Similar warnings include:

401662:[2022/11/04 10:35:58.448 +08:00] [WARN] [checkpoint_flush_worker.go:112] ["sync flush post-process(afterFlushFn) failed"] [task=qieman_task] [unit="binlog replication"] [error="[code=28005:class=relay-event-lib:scope=internal:level=high], Message: there aren't any data under relay log directory relay-dir., Workaround: Please check relay log using query-status."] [errorVerbose="[code=28005:class=relay-event-lib:scope=internal:level=high], Message: there aren't any data under relay log directory relay-dir., Workaround: Please check relay log using query-status.\ngithub.com/pingcap/tiflow/dm/pkg/terror.(*Error).Generate\n\tgithub.com/pingcap/tiflow/dm/pkg/terror/terror.go:271\ngithub.com/pingcap/tiflow/dm/syncer.(*Syncer).updateActiveRelayLog\n\tgithub.com/pingcap/tiflow/dm/syncer/relay.go:116\ngithub.com/pingcap/tiflow/dm/syncer.(*Syncer).afterFlushCheckpoint\n\tgithub.com/pingcap/tiflow/dm/syncer/syncer.go:1260\ngithub.com/pingcap/tiflow/dm/syncer.(*checkpointFlushWorker).Run\n\tgithub.com/pingcap/tiflow/dm/syncer/checkpoint_flush_worker.go:111\ngithub.com/pingcap/tiflow/dm/syncer.(*Syncer).Run.func3\n\tgithub.com/pingcap/tiflow/dm/syncer/syncer.go:1655\nruntime.goexit\n\truntime/asm_amd64.s:1571"]

This will cause the task to be in a paused state. This state appears irregularly, and generally, manually executing resume-task can resolve it. When this error occurs, the task status is:

| username: dba-kit | Original post link

However, looking at the replication delay, there is basically no delay, so I suspect that occasionally the task gets the latest position, but the binlog in the relay-log has not been read yet.
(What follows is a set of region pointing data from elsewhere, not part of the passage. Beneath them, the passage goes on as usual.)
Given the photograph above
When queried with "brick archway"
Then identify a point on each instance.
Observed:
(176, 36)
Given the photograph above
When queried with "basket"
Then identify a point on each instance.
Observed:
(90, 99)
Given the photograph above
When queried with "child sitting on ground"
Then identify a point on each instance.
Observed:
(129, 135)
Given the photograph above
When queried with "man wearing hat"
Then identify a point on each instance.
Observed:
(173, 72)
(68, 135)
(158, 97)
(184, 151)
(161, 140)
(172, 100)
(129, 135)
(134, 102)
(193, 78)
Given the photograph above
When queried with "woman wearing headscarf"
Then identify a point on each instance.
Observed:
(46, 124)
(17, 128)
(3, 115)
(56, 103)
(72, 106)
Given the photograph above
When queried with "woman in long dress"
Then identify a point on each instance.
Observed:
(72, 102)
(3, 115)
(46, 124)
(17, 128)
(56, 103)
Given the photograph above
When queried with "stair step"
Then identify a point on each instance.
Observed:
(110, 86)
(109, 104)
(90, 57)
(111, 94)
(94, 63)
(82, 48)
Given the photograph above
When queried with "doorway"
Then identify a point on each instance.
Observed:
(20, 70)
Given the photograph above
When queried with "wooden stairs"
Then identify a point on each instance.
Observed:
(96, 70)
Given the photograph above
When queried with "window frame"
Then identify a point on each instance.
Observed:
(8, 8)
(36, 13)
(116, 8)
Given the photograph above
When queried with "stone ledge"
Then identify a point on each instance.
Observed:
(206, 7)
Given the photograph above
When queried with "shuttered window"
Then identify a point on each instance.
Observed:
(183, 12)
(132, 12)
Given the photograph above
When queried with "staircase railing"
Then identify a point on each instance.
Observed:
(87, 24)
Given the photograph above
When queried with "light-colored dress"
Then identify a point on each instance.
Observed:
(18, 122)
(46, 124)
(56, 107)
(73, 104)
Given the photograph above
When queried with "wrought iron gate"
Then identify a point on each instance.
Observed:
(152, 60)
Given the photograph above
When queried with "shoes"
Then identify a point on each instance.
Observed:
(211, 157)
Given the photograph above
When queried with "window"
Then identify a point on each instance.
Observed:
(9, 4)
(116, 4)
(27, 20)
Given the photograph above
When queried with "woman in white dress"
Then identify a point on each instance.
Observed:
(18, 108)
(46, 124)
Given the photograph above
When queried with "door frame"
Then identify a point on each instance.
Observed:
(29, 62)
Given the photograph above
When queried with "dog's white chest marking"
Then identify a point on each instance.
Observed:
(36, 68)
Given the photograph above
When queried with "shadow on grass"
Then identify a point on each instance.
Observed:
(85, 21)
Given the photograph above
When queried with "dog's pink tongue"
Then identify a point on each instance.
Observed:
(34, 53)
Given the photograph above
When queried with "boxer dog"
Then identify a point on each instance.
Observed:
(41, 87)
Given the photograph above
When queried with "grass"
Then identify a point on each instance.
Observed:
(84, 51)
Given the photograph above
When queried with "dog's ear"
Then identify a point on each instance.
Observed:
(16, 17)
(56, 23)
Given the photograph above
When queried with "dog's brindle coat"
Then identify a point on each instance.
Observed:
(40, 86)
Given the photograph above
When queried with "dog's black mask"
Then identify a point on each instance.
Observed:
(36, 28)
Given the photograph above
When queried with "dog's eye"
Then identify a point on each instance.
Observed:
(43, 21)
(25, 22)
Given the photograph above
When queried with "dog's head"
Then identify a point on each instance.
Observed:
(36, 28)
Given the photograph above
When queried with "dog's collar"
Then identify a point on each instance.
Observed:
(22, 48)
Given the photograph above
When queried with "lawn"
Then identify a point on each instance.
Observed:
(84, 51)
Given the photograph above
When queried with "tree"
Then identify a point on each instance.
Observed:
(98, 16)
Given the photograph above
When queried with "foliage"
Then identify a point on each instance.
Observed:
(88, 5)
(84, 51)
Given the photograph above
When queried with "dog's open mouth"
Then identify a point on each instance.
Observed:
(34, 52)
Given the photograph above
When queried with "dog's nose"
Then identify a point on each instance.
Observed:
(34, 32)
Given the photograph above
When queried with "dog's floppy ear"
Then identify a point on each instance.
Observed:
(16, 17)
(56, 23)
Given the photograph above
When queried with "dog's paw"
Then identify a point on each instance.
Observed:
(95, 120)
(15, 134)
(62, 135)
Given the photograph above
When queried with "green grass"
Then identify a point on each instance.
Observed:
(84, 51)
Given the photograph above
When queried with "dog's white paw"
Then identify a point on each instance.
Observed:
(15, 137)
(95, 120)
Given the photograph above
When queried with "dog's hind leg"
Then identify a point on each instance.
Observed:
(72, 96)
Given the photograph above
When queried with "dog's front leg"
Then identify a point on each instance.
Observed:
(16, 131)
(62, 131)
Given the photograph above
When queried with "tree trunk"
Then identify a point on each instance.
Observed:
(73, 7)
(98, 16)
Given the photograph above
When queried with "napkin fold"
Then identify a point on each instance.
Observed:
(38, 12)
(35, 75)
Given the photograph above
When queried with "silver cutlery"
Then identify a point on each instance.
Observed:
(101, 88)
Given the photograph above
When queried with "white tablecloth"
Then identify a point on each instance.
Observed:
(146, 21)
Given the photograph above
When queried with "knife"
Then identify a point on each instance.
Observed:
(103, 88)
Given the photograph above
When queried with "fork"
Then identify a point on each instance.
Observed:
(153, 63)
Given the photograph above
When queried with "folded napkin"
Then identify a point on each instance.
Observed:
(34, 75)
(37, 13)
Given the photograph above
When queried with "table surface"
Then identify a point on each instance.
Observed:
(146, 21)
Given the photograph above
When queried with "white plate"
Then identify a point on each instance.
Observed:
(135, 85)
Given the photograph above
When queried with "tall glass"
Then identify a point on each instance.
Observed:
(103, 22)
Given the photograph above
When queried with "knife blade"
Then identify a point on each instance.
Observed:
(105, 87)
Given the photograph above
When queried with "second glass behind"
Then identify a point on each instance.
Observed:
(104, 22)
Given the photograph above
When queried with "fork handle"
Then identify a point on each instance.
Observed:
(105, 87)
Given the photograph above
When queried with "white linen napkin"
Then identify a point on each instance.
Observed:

| username: dba-kit | Original post link

Or could it be related to the adjustment of the responsible party for relay-log fetching in version 6.1?

| username: lance6716 | Original post link

This kind of issue requires logs to troubleshoot.

| username: Hacker_xUwtuKxa | Original post link

How do you know which binlog to pull from MySQL? Manually parsing the binlog logs? That’s quite a workload.

| username: Hacker_xUwtuKxa | Original post link

Additionally, is this bug only present in version 6.1? Does it occur in version 5.4?

| username: dba-kit | Original post link

In the DM task error log, there is an error indicating which binlog has an issue. The binlog name is the same as the binlog name on MySQL, so you can directly transfer the binlog with the same name from the upstream MySQL to the corresponding relay-log directory of the dm-worker.